Questions recruiters should consider include:

  • Can the provider clearly explain how the VAT model operates?
  • Does the commercial structure make genuine business sense?
  • Are there unusually high financial incentives being offered?
  • Is the supply chain transparent and easy to understand?
  • Has independent compliance verification been obtained?
  • Are governance and audit procedures in place?

Failure to ask these questions may expose recruiters to avoidable risks.

Wider ecosystem under consideration

The direction of travel from HMRC is clear. The focus is no longer simply on recovering unpaid tax after the event. Instead, HMRC is increasingly targeting the wider ecosystem surrounding tax avoidance arrangements, including those who facilitate, support, recommend, or benefit from them.

As a result, recruiters must broaden their compliance focus. Assessing PAYE compliance remains essential, but it should form only one part of a wider due diligence process that considers VAT treatment, supply chain integrity, governance controls, and anti-avoidance risks.

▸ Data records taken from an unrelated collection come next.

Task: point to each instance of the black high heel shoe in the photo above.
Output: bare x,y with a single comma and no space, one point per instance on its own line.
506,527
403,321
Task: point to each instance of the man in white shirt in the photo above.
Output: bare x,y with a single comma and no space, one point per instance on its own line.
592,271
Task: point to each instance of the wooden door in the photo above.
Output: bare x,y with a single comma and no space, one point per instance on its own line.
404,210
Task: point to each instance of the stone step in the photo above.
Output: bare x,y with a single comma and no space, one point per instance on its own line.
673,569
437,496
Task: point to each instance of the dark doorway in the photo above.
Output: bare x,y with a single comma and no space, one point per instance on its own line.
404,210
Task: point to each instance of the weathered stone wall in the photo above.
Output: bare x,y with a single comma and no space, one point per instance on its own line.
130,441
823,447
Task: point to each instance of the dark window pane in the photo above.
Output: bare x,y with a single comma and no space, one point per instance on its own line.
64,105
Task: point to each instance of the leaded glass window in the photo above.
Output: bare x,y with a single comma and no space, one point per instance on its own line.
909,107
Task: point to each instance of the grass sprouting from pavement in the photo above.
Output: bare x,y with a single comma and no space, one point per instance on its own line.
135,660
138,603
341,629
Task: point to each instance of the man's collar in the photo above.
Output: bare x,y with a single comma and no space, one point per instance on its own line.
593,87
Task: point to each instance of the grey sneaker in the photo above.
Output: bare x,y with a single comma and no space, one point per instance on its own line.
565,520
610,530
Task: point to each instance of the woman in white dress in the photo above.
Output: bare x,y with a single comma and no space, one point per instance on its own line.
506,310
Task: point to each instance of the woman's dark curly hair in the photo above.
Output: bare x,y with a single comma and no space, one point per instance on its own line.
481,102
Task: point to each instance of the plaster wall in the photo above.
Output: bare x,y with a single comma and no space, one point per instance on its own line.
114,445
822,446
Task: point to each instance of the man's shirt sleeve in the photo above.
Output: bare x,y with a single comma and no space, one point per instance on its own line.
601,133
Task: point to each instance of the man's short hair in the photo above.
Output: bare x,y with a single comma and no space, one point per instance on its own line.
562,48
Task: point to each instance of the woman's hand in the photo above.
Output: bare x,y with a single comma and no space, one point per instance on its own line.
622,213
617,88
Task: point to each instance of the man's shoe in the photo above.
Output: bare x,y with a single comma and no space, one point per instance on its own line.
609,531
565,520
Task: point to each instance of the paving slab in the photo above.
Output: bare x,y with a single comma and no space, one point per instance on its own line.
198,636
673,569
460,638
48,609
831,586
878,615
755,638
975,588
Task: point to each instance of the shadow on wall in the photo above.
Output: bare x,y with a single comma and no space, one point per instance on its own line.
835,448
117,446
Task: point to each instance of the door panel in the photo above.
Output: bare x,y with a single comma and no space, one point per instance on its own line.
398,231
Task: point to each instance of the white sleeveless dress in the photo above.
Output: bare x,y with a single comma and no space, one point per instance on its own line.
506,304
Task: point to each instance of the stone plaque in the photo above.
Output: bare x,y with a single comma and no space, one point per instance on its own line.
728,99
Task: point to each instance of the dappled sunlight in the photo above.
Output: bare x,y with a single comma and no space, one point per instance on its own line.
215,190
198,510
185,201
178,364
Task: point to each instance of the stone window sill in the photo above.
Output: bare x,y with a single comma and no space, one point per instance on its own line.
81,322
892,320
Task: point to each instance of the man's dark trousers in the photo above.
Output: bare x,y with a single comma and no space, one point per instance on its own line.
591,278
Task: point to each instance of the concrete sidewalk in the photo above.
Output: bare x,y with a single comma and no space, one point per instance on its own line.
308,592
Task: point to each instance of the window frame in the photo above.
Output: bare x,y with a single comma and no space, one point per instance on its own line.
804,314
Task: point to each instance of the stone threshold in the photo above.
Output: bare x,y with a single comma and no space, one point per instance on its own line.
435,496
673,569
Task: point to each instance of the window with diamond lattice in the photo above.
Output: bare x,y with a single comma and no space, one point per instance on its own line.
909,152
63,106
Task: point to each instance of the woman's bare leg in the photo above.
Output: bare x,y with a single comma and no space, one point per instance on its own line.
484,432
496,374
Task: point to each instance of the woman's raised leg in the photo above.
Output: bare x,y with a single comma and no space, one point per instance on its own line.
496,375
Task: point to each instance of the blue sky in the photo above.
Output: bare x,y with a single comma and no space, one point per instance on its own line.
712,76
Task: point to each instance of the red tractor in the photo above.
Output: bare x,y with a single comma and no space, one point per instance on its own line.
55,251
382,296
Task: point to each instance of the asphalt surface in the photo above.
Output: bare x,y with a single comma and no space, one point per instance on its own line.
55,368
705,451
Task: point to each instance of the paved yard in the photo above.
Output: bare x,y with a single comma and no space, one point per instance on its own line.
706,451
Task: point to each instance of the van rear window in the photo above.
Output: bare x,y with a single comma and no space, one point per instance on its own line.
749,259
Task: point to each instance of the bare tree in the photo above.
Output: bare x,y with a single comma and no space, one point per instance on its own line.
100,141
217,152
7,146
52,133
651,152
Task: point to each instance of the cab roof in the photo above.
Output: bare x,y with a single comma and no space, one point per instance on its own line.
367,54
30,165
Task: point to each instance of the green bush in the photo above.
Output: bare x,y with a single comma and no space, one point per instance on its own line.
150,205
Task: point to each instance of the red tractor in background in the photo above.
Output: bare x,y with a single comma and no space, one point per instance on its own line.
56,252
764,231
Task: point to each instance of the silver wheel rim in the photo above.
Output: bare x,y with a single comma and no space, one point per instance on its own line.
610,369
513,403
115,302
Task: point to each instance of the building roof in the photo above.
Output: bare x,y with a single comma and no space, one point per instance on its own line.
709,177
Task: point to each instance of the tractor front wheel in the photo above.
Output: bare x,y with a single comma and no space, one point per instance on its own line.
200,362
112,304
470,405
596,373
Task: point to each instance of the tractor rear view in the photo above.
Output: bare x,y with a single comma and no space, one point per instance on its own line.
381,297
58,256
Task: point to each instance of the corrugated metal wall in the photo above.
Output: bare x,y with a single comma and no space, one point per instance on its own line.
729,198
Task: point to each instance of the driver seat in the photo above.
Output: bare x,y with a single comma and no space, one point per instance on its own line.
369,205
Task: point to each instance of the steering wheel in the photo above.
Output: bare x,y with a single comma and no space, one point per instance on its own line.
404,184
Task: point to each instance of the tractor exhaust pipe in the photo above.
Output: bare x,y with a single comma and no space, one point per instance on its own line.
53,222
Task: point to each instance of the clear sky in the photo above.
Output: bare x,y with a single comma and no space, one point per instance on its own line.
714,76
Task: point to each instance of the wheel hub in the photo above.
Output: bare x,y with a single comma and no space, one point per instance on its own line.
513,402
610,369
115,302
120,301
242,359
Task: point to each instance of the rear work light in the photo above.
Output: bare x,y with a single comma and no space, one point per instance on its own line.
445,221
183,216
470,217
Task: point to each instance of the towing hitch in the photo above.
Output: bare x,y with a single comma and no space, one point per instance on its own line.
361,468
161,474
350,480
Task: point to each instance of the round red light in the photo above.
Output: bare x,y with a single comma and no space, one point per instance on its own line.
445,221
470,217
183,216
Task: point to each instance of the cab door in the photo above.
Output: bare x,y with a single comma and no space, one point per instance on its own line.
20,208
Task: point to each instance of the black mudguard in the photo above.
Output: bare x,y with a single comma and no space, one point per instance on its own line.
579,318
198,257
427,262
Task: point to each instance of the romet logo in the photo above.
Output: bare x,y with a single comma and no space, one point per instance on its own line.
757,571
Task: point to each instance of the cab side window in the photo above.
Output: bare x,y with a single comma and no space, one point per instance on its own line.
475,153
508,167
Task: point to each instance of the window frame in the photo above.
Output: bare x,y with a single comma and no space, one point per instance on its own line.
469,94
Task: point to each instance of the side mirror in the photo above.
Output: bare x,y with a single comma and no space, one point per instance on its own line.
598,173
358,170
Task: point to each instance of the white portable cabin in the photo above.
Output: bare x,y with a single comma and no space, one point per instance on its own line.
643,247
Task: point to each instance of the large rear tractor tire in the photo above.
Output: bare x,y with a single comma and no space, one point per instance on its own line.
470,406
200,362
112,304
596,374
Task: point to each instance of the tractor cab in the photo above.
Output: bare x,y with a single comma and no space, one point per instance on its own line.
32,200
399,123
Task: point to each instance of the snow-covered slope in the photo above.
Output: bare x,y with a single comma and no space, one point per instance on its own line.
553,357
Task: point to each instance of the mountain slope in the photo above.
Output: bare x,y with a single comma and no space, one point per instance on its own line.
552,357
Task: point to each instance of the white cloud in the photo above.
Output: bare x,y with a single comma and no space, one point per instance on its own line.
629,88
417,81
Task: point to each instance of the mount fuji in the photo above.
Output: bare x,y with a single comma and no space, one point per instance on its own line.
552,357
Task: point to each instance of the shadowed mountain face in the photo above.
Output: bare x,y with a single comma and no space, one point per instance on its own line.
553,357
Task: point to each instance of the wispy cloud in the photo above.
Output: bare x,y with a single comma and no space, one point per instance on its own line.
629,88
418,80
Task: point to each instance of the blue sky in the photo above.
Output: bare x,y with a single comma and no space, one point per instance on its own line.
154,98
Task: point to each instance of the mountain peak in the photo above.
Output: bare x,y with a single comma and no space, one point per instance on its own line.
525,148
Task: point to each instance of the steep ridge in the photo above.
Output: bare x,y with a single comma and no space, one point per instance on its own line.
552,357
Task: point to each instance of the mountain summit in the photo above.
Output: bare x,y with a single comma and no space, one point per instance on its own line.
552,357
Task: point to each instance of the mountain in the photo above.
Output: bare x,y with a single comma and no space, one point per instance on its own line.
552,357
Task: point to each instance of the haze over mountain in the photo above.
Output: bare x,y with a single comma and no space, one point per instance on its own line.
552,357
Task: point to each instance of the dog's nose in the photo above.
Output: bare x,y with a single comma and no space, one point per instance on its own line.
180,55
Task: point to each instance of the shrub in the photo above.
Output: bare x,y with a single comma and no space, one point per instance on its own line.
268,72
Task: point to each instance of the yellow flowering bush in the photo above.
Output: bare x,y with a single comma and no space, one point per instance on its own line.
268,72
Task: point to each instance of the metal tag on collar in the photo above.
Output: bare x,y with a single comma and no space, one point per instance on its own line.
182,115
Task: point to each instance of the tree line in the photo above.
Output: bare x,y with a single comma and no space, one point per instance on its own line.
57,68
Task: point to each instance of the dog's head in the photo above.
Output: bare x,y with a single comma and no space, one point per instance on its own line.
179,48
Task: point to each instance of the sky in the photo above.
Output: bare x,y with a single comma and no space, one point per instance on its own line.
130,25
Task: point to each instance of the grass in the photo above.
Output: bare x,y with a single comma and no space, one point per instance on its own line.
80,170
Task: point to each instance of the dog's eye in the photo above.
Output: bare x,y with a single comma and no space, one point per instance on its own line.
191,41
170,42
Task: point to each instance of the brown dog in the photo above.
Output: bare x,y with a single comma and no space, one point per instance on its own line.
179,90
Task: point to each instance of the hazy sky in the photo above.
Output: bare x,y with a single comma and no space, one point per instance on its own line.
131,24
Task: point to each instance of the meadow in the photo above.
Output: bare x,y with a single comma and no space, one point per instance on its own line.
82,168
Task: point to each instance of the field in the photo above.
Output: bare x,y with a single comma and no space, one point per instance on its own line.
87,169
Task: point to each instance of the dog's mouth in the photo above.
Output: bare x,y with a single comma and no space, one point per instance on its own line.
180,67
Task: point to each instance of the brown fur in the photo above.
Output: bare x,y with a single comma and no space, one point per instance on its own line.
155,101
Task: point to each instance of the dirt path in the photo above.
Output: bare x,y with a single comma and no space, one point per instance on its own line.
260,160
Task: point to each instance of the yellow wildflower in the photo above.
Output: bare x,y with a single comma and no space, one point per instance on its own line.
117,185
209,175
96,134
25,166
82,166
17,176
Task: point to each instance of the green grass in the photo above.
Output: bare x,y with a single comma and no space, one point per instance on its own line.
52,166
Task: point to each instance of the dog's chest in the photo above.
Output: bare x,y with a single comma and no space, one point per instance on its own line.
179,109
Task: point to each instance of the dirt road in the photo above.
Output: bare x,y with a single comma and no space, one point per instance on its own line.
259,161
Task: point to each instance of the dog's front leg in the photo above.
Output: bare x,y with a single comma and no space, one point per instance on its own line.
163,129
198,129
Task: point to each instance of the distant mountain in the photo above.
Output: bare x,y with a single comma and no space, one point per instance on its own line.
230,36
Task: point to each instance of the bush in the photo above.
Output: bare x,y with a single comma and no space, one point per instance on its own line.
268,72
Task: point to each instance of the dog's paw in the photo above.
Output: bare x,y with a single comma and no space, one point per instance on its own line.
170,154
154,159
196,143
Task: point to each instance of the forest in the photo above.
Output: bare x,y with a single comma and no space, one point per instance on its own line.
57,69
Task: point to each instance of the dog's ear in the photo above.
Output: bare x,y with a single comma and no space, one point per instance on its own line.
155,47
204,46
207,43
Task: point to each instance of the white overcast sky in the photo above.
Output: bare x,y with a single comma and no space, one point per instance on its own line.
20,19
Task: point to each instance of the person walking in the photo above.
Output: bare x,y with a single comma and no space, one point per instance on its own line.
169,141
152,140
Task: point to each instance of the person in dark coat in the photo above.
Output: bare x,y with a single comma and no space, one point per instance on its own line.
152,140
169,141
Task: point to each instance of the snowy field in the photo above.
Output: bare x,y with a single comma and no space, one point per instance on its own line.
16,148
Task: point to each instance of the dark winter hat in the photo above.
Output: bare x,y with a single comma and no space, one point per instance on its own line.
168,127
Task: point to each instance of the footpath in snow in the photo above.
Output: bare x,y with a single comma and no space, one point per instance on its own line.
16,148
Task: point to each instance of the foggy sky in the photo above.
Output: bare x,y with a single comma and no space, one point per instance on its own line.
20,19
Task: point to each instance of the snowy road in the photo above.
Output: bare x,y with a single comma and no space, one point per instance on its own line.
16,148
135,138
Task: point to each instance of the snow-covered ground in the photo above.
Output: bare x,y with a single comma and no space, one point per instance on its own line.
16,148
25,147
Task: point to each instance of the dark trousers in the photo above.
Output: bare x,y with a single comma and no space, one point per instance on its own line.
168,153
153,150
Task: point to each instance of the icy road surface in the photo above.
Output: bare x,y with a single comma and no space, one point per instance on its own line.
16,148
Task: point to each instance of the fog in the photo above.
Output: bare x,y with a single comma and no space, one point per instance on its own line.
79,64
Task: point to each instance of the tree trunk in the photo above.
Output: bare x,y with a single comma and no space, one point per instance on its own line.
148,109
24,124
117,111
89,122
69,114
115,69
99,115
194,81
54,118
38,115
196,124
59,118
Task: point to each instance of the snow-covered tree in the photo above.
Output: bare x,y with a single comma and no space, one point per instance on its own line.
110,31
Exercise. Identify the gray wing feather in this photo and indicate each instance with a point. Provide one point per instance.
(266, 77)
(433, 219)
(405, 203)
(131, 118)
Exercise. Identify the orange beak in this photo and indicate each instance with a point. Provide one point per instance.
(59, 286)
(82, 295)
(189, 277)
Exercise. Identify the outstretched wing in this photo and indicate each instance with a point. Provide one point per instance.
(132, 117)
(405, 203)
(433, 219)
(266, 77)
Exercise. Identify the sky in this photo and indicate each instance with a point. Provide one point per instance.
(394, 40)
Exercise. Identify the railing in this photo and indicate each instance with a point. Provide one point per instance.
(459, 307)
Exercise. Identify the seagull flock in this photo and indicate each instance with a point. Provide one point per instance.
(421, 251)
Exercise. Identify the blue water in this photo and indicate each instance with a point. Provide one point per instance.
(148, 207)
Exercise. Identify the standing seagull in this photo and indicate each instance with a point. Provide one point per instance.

In today’s regulatory environment, agencies that adopt a proactive and robust compliance culture will be far better positioned to protect their businesses, clients, contractors, and reputations. Those that continue to engage with opaque or aggressive arrangements may find themselves exposed to financial liabilities, regulatory scrutiny, supply chain exclusion, and significant reputational damage.

The message for recruiters is simple: when evaluating labour supply solutions, don’t stop at PAYE. Understanding the full compliance picture has never been more important.